- Active: July 1861 - July 1865
- Country: United States of America
- Allegiance: Union
- Branch: Union Army
- Type: Infantry
- Size: 705 men (at outset of first campaigning)
- Engagements: American Civil War Siege of Island No. 10; Battle of Shiloh; Siege of Corinth; Second Battle of Corinth; Battle of Resaca; Battle of Dallas; Battle of Kennesaw Mountain; Atlanta campaign; March to the Sea; Selkehatchie; Bentonville; Bennett's House;

Commanders
- Colonel of the Regiment: Madison Miller, Charles Sheldon

= 18th Missouri Infantry Regiment =

The 18th Missouri Infantry Regiment was a Union Army unit organized during the American Civil War.

==History==
Organized at Laclede, Missouri, July to November, 1861. Attached to:
- District of St. Louis, Department of Missouri, to March, 1862.
- 2nd Brigade, 6th Division, Army of the Tennessee, to July, 1862.
- 2nd Brigade, 6th Division, District of Corinth, Miss., to November, 1862.
- 2nd Brigade, 6th Division, District of Corinth, 13th Army Corps (Old), Dept. of the Tennessee, November, 1862.
- 3rd Brigade, District of Corinth, 13th Army Corps, to December, 1862.
- 3rd Brigade, District of Corinth, 17th Army Corps, to January, 1863.
- 3rd Brigade, District of Corinth, 16th Army Corps, to March, 1863.
- 3rd Brigade, 2nd Division, 16th Army Corps, to November, 1863.
- Fuller's Brigade, 2nd Division, 16th Army Corps, to January, 1864.
- 3rd Brigade, 2nd Division, 16th Army Corps, to March, 1864.
- 1st Brigade, 4th Division, 16th Army Corps, to September, 1864.
- 1st Brigade, 1st Division, 17th Army Corps, to July, 1865.

==Detailed Service==
In his report for 1863 the adjutant-general of Missouri says: "This regiment was formed in Aug., 1861, and has taken part in many of the most important engagements of the war in the West.
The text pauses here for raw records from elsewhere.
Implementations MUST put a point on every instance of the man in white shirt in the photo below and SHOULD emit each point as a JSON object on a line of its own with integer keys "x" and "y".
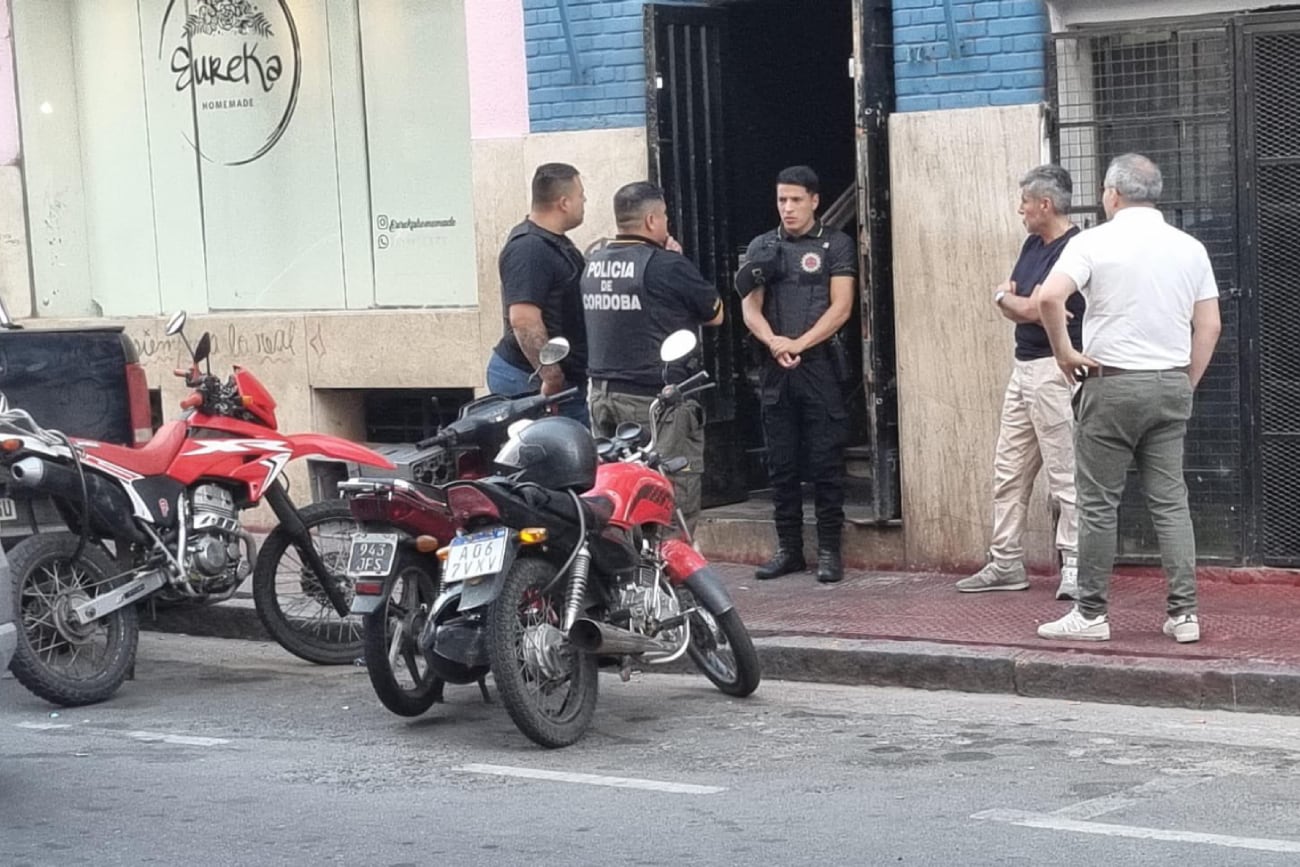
{"x": 1152, "y": 324}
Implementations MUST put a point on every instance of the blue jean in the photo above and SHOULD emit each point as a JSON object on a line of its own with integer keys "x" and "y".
{"x": 505, "y": 377}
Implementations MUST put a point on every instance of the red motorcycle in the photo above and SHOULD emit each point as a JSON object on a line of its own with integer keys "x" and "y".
{"x": 170, "y": 511}
{"x": 544, "y": 581}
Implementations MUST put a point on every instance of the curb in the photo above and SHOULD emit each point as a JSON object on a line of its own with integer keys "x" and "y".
{"x": 1197, "y": 684}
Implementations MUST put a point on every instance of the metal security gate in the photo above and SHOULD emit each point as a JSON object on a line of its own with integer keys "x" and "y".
{"x": 687, "y": 159}
{"x": 1216, "y": 102}
{"x": 1165, "y": 90}
{"x": 1269, "y": 124}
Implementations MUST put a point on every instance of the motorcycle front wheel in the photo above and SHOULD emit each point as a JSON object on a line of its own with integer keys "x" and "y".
{"x": 289, "y": 597}
{"x": 57, "y": 658}
{"x": 722, "y": 649}
{"x": 549, "y": 686}
{"x": 398, "y": 668}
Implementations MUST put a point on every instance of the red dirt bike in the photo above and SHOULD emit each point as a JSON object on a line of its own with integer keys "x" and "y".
{"x": 170, "y": 510}
{"x": 545, "y": 582}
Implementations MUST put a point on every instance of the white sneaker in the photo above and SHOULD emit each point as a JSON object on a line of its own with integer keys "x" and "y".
{"x": 1075, "y": 627}
{"x": 996, "y": 576}
{"x": 1184, "y": 628}
{"x": 1069, "y": 588}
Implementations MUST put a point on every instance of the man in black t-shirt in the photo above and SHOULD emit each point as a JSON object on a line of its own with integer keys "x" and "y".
{"x": 1036, "y": 430}
{"x": 796, "y": 284}
{"x": 540, "y": 271}
{"x": 636, "y": 291}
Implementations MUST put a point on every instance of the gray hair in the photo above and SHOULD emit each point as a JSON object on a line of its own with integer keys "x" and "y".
{"x": 1049, "y": 182}
{"x": 1135, "y": 178}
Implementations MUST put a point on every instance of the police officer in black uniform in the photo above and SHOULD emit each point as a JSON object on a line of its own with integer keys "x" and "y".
{"x": 540, "y": 271}
{"x": 636, "y": 291}
{"x": 797, "y": 287}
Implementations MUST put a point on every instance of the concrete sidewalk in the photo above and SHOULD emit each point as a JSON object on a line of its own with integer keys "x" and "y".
{"x": 914, "y": 629}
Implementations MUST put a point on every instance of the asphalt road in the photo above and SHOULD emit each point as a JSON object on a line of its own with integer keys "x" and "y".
{"x": 233, "y": 753}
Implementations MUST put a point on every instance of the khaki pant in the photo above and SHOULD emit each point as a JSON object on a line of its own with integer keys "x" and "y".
{"x": 681, "y": 434}
{"x": 1123, "y": 419}
{"x": 1036, "y": 433}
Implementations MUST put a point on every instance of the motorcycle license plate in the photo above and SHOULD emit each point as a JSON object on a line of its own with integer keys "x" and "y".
{"x": 372, "y": 555}
{"x": 476, "y": 554}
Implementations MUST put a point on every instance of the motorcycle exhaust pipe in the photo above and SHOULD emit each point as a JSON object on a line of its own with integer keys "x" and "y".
{"x": 109, "y": 507}
{"x": 596, "y": 637}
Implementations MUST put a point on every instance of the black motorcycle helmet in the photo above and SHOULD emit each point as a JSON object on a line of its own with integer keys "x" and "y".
{"x": 555, "y": 452}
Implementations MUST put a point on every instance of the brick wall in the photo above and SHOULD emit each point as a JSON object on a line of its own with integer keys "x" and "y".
{"x": 999, "y": 57}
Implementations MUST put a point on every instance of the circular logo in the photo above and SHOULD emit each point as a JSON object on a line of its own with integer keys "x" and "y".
{"x": 235, "y": 65}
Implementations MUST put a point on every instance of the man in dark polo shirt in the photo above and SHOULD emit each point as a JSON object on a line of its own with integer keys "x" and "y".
{"x": 540, "y": 271}
{"x": 1036, "y": 429}
{"x": 635, "y": 294}
{"x": 797, "y": 287}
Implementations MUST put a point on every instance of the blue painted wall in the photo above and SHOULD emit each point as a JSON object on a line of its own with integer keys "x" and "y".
{"x": 999, "y": 59}
{"x": 999, "y": 56}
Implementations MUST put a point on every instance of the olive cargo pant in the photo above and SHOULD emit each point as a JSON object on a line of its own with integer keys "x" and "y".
{"x": 1134, "y": 416}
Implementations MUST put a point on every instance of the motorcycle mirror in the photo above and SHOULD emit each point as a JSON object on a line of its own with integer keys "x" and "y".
{"x": 176, "y": 324}
{"x": 554, "y": 351}
{"x": 677, "y": 346}
{"x": 204, "y": 349}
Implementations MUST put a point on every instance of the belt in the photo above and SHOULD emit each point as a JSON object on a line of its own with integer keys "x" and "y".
{"x": 1103, "y": 372}
{"x": 623, "y": 386}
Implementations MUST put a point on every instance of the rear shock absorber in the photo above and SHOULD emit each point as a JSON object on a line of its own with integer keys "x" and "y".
{"x": 577, "y": 585}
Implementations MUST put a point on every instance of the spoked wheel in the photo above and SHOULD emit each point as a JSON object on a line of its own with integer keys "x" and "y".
{"x": 289, "y": 595}
{"x": 59, "y": 658}
{"x": 547, "y": 685}
{"x": 398, "y": 668}
{"x": 720, "y": 647}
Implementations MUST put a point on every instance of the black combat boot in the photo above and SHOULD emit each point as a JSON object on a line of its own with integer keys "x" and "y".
{"x": 785, "y": 560}
{"x": 830, "y": 567}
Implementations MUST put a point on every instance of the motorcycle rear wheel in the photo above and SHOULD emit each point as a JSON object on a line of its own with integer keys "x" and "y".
{"x": 56, "y": 658}
{"x": 533, "y": 662}
{"x": 399, "y": 672}
{"x": 287, "y": 594}
{"x": 722, "y": 649}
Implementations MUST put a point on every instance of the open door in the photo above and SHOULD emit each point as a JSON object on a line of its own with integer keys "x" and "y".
{"x": 684, "y": 59}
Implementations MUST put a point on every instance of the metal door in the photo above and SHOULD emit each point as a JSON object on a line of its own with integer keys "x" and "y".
{"x": 684, "y": 120}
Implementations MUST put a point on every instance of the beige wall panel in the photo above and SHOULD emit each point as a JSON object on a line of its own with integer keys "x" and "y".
{"x": 501, "y": 202}
{"x": 14, "y": 271}
{"x": 956, "y": 235}
{"x": 394, "y": 350}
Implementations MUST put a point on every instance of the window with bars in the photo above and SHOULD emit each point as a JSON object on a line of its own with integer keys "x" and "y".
{"x": 1166, "y": 91}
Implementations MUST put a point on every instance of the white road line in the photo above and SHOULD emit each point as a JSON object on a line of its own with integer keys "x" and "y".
{"x": 181, "y": 740}
{"x": 1095, "y": 807}
{"x": 1051, "y": 822}
{"x": 590, "y": 779}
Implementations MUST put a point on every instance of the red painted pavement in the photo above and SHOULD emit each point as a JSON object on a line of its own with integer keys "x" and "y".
{"x": 1257, "y": 621}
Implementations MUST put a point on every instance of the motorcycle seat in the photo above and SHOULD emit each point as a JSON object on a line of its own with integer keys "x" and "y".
{"x": 151, "y": 459}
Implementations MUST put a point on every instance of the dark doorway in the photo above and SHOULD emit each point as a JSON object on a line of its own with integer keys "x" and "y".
{"x": 737, "y": 92}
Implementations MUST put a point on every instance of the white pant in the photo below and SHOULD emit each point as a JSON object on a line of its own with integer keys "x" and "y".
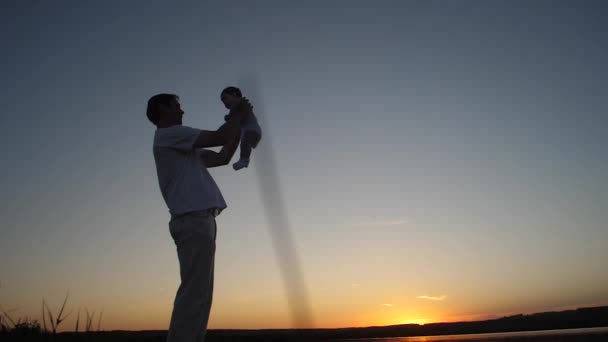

The want of regimental reports prevents this office from giving that complete statement of its doings that is desired. It has lost largely in officers and men, especially at the Battle of Shiloh, but has been steadily recruited, and now has a good aggregate for a regiment that has been so depleted." During the first two months of 1864 it was mounted and employed in scouting the country about Florence, Ala. It then joined the army of Gen. Sherman, where it was assigned to the 17th Corps, and began the advance upon Atlanta, taking part in the engagements at Snake Creek Gap, Resaca, Kingston, Dallas, Big Shanty, Kennesaw Mountain, along the Chattahoochee River in front of Atlanta and at Jonesboro. When Gen. Hood evacuated Atlanta and started north this regiment was one of those in pursuit, drove the rear-guard of the enemy through Snake Creek Gap and skirmished with him at various other points. It then rejoined the main body of the army and was in the famous March to the Sea, participating in all the engagements in which the 17th Corps was brought into action. In the early part of 1865 the regiment marched with Sherman across the Carolinas. It was the 18th Mo. that forced the crossing of Whippy's Swamp and the Pedee River at Cheraw; was present at the Capture of Columbia and Fayetteville, N. C.; fought with its customary valor in the battle of Bentonville, N. C., and was present when Gen. Johnston surrendered to Sherman at Goldsboro. It then moved to Washington, D. C. where it took part in the Grand Review in May, after which it went by rail and river via Louisville, Ky., to St. Louis, where it was mustered out on July 18, 1865.

== Casualties ==
Regiment lost during service 6 Officers and 75 Enlisted men killed and mortally wounded and 164 Enlisted men by disease. Total 245.